Design patterns for dropping associated data?

In Rust, we sometimes use ID-keyed lookup structures to store data in a way that avoids the ownership problems with circular data structures. I was thinking of using this pattern to store some extra info about Things in another struct, I’ll call Root. This Root could have a map from ThingID to ExtraInfo.

But the issue is I have been storing my Things as Rc<Thing>. If I add this extra info, the simplicity of Rc is defeated. The drop when the Rc count goes to zero will not clean up the map in Root.
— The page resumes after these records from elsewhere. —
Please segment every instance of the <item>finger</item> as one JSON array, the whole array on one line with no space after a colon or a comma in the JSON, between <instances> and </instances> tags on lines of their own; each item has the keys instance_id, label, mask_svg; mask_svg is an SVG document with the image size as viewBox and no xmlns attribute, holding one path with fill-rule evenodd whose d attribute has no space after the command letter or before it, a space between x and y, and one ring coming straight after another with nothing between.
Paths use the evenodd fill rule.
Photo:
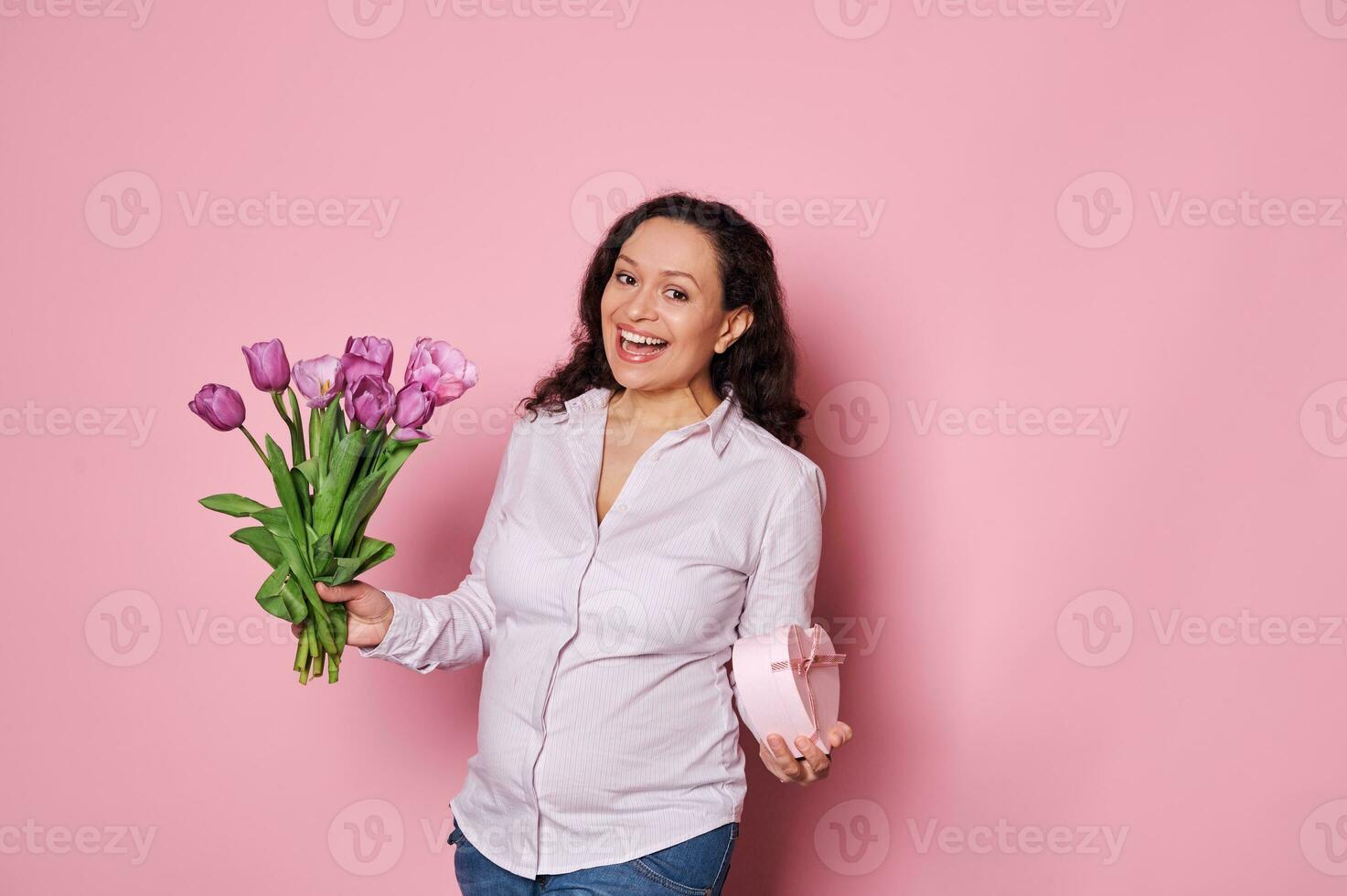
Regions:
<instances>
[{"instance_id":1,"label":"finger","mask_svg":"<svg viewBox=\"0 0 1347 896\"><path fill-rule=\"evenodd\" d=\"M766 765L766 771L772 772L776 780L781 781L783 784L787 780L789 780L785 775L781 773L780 767L777 767L776 756L772 755L772 750L770 748L768 748L766 741L758 741L758 756L762 757L762 764Z\"/></svg>"},{"instance_id":2,"label":"finger","mask_svg":"<svg viewBox=\"0 0 1347 896\"><path fill-rule=\"evenodd\" d=\"M781 773L789 777L792 781L800 780L804 775L804 769L800 764L795 761L795 756L785 746L785 738L780 734L770 734L766 738L768 746L772 749L772 759L776 760L776 767L781 769Z\"/></svg>"},{"instance_id":3,"label":"finger","mask_svg":"<svg viewBox=\"0 0 1347 896\"><path fill-rule=\"evenodd\" d=\"M823 775L828 771L828 756L819 749L818 744L801 734L795 738L795 745L800 748L801 753L804 753L804 761L808 763L810 769L815 775Z\"/></svg>"},{"instance_id":4,"label":"finger","mask_svg":"<svg viewBox=\"0 0 1347 896\"><path fill-rule=\"evenodd\" d=\"M360 597L360 583L346 582L345 585L338 585L333 587L326 582L314 582L314 587L318 590L318 597L323 598L329 604L345 604L346 601L353 601Z\"/></svg>"}]
</instances>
Right now I’m thinking about some kind of garbage collection for the associated data. The ExtraInfo in the Root could also have an rc::Weak<Thing>, and periodically the entries for dead Things could be cleared out.

Any articles on this, or other ideas that would help?

If Thing is your own struct, why not add an Option to it?

Alternative could be a ThingWrapper:

struct ThingWrapper {
    thing: Thing,
    data: Option<Data>, // or Cell, or RefCell,
}

impl ThingWrapper {
    pub fn data(this: &Self) -> Option<&Data> {
        this.data.as_ref()
    }
}

impl std::ops::Deref for ThingsWrapper {
    type Target = Thing;

    fn deref(&self) -> &Self::Target {
        &self.thing
    }
}

I had a couple ‘reasons’, but you may be right - KISS. I was thinking of a space issue, since 99% of the time this data will not be used, but I could get that to only 8 bytes by using Option<Box<ExtraData>>. The second reason is that the Things have pointers to other Things and form a tree, and this extra stuff could be circular. But given the complication of de-allocating the associated data, putting rc::Weak<Thing> in the extra data is probably the best.